Moreover, 21 percent of those surveyed admitted to medicating their kids with paracetamol, such as Panodil, before sending them to school.

The FOLA parents’ organisation is shocked by the findings.

“I think it is absolutely crazy. It simply cannot be that a child goes to school sick and plays with lots of other children. Then we are faced with the fact that they will infect the whole institution,” said FOLA chair Signe Nielsen.

Pill pushers
At the Børnehuset daycare institution in Silkeborg a meeting was called where parents were implored not to bring their sick children to school.

At Børnehuset there are fears that parents prefer to pack their kids off with a pill without informing teachers.

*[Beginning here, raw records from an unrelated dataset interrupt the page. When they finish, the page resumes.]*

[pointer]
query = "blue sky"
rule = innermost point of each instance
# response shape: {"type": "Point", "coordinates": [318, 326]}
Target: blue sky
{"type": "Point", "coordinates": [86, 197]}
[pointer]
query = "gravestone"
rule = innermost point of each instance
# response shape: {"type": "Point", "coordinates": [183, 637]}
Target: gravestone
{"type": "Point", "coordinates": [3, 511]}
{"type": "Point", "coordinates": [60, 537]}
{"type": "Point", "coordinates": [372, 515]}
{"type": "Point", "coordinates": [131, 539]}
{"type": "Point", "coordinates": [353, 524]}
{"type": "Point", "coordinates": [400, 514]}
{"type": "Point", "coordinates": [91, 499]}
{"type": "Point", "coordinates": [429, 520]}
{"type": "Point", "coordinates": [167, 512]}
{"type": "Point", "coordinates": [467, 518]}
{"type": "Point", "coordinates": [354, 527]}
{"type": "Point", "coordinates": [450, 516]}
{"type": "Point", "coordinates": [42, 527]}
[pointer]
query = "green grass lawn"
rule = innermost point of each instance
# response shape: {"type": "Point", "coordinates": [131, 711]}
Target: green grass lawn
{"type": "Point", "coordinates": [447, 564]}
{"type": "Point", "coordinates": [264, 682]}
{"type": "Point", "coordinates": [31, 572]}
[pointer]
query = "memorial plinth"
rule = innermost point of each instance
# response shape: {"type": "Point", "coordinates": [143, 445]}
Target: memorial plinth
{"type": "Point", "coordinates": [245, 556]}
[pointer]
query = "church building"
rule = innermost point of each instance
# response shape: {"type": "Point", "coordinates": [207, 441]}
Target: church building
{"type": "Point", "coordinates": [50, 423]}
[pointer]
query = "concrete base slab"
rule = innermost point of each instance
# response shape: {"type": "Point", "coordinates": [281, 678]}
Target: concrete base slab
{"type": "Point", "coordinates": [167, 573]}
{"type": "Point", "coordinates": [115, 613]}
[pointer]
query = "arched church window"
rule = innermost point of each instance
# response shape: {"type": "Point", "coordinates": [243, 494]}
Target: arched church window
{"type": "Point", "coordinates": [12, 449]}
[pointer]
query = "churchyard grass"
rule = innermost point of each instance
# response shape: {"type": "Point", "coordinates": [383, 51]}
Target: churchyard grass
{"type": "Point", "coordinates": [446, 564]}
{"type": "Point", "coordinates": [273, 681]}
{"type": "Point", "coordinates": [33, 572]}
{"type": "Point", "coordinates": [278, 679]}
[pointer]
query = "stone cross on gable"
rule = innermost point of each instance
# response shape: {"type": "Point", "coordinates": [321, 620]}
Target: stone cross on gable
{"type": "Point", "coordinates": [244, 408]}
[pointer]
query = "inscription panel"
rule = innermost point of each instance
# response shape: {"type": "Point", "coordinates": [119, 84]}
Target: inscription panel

“We occasionally have children who that they have had a pill for breakfast,” said headteacher Susanne Bødker. “You might think that it is a Panodil more than a vitamin pill, if it is a child who has just been sick, for example.”

Parents sick and tired
Parents, when confronted, often cite pressure at work as a reason for not being able to stay at home with their children.

Many declare that they simply cannot take another day off, as they are afraid of being fired.

Allan Randrup Thomsen, a professor of virology at KU, has heavily criticised the parents’ actions, describing the current situation as a “vicious circle”.

“It promotes the spread of viruses, and it adds momentum to a cycle where parents are pressured by high levels of sick-leave. If they then choose to send the children to daycare while they are still recovering, they keep the epidemic going in daycares, and this in turn puts a greater burden on the parents.”